Crítica Editora Record

Menina de vinte, de Sophie Kinsella

00:00Angélica Pina

Lara Lington tem 27 anos e abandonou recentemente seu emprego em marketing para ter seu negócio próprio, uma empresa de caça-talentos, mesmo nunca tendo trabalhado com isso antes. Ela e a amiga Natalie montam a L&N Recrutamentos Executivos, mas a sócia decide fazer uma viagem, conhece um cara e apenas manda uma mensagem pedindo pra Lara cuidar de tudo sozinha até que ela volte.

Como se isso não fosse suficiente, a garota está tentando superar o término de um relacionamento. Josh até mudou o número de telefone para não falar mais com Lara, que já ligou milhares de vezes e deixou inúmeras mensagens, mas ela tem esperança de reencontrá-lo e convencê-lo de que devem reatar.

“Por exemplo, vamos analisar os meus pais. Se eles soubessem a verdade absoluta sobre meu dinheiro/minha vida amorosa/meu encanamento/meu imposto, teriam um ataque cardíaco instantâneo, e o médico perguntaria “Alguém deu alguma notícia chocante a eles?”, e tudo seria culpa minha.”

Em meio a tanta coisa ruim acontecendo em sua vida, seus pais praticamente a obrigam a comparecer no velório de sua tia-avó, Sadie Lancaster, falecida aos 105 anos e que Lara sequer conheceu. Ela vai torcendo para que tudo acabe logo e após passar por momentos chatos e constrangedores com os poucos membros de sua família presentes, Lara começa a ouvir uma voz estridente repetindo sem cansar “Onde está o meu colar?”. Ela percebe que mais ninguém está ouvindo e se afasta, antes que todos a achem louca (ela própria acha que está enlouquecendo) e de repente  vê a dona da voz: uma garota que tem aparentemente sua idade, mas se veste como se estivesse na década de 20. 

Após uma estranha conversa, Lara constata que a garota é o fantasma de sua tia-avó Sadie e que precisa ajudá-la a encontrar seu colar desaparecido para que ela “descanse em paz”.

A partir daí, Lara se envolve em muitas confusões para desvendar o mistério sobre o colar de Sadie. A garota-fantasma tem uma personalidade extremamente forte e faz de tudo para conseguir o que quer, inclusive coisas que só um fantasma conseguiria, como entrar em lugares proibidos e ouvir conversas sem ser percebida.

“É óbvio que só eu seria assombrada pelo fantasma mais esquisito do mundo. Uma hora, está gritando em meu ouvido, na outra, está fazendo comentários, na outra, espionando meus vizinhos... Pego um pouco de lasanha e mastigo com raiva. Pergunto-me o que mais ela viu no apartamento dos vizinhos.

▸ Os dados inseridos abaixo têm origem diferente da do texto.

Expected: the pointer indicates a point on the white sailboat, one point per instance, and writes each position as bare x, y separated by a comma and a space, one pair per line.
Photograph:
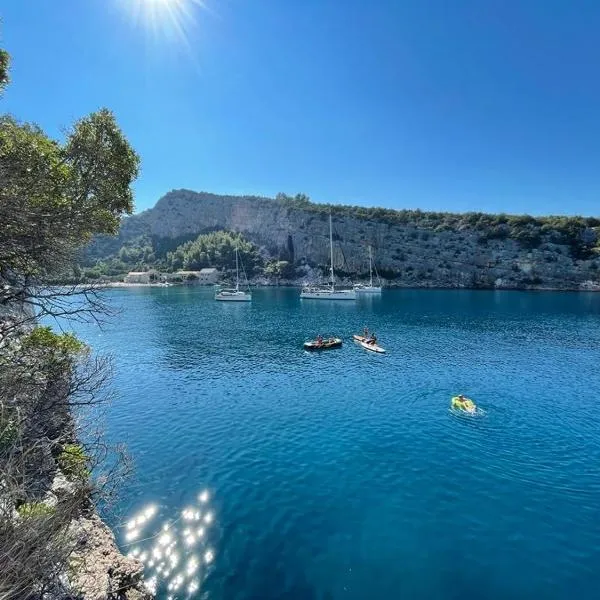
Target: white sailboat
235, 295
368, 289
327, 293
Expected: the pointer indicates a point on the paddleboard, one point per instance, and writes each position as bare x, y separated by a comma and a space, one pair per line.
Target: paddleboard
372, 347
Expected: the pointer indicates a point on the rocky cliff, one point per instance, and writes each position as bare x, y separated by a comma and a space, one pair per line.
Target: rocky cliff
53, 544
411, 248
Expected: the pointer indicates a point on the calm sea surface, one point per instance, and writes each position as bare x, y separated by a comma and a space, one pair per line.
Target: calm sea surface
265, 472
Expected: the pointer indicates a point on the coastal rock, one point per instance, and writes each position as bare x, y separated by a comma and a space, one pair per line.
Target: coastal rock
98, 571
420, 250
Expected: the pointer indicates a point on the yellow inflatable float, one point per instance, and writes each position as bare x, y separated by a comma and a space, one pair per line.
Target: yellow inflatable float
463, 403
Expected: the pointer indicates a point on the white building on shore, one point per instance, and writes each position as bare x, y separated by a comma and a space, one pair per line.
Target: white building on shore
141, 277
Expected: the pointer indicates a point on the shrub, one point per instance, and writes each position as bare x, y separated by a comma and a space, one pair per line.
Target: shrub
35, 510
73, 462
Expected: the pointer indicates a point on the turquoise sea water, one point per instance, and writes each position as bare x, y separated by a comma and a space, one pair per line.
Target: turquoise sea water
344, 474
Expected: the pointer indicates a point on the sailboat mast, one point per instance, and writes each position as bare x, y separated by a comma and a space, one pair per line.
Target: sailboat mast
331, 250
237, 275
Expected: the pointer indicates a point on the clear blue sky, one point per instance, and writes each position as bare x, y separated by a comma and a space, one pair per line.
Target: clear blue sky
489, 105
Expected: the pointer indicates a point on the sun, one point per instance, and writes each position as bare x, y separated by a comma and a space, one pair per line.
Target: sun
171, 20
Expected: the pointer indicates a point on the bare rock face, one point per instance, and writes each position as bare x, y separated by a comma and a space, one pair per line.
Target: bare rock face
98, 571
408, 253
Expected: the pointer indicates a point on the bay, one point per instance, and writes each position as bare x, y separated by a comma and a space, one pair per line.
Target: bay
343, 474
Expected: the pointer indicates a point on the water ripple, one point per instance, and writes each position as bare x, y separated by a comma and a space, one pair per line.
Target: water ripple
344, 474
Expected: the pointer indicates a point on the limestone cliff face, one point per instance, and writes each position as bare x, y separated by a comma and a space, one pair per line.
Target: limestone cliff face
408, 254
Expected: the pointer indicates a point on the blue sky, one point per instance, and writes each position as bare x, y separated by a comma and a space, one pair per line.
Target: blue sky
467, 105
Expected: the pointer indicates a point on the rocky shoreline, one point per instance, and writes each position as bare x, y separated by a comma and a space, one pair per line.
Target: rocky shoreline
50, 512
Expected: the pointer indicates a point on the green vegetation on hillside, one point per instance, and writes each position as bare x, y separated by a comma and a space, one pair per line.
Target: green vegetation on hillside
527, 230
215, 249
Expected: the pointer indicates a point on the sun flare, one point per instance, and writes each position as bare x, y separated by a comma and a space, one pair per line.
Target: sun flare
172, 20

Talvez eu pudesse pedir para ela espionar o cara do andar de cima quando ele estiver fazendo barulho, para ver o que ele está fazendo... Espere. Oh, meu Deus. Quase me engasgo com a comida. Sem avisar, uma ideia nova surge em minha cabeça. Um plano brilhante, completamente estruturado. Um plano que vai resolver tudo. Sadie pode espionar Josh.”
Essa foi a primeira história de Sophie Kinsella com um tema “sobrenatural”, resultado de um conselho de alguém que disse que ela deveria escrever uma história sobre fantasmas. Não é um tema que curto, mas escrito por Sophie foi uma das coisas mais engraçadas que já li! Sem dúvidas esse foi o livro dela que mais me fez dar risadas, parecia uma louca rindo sozinha enquanto lia! 

A personagem Sadie é completamente maluca, faz Lara passar muita vergonha, querendo que a sobrinha se vista e se comporte como uma jovem de sua época. 

Apesar disso, ensina lições valiosíssimas sobre amizade e laços familiares, provocando até um nó na garganta e algumas lágrimas em certos momentos. Menina de vinte ocupa lugar de destaque entre meus chick-lits favoritos!

“Se alguém que eu conheço me vir agora, eu morro. Morro. Ao sair do táxi, olho rapidamente para os dois lados da rua. Ninguém à vista, graças a Deus. Nunca fiquei tão ridícula em toda minha vida. É isso o que acontece quando você deixa sua tia-avó morta escolher sua roupa. Estou usando aquele vestido vintage, do qual mal consegui fechar o zíper. Evidentemente as mulheres não tinham seios fartos nos anos 1920. Meus pés estão esmagados dentro do sapato. Seis longos colares de contas estão pendurados em meu pescoço. Ao redor da minha cabeça há uma faixa preta enfeitada com pedras, e uma pena saindo dela. Uma pena.”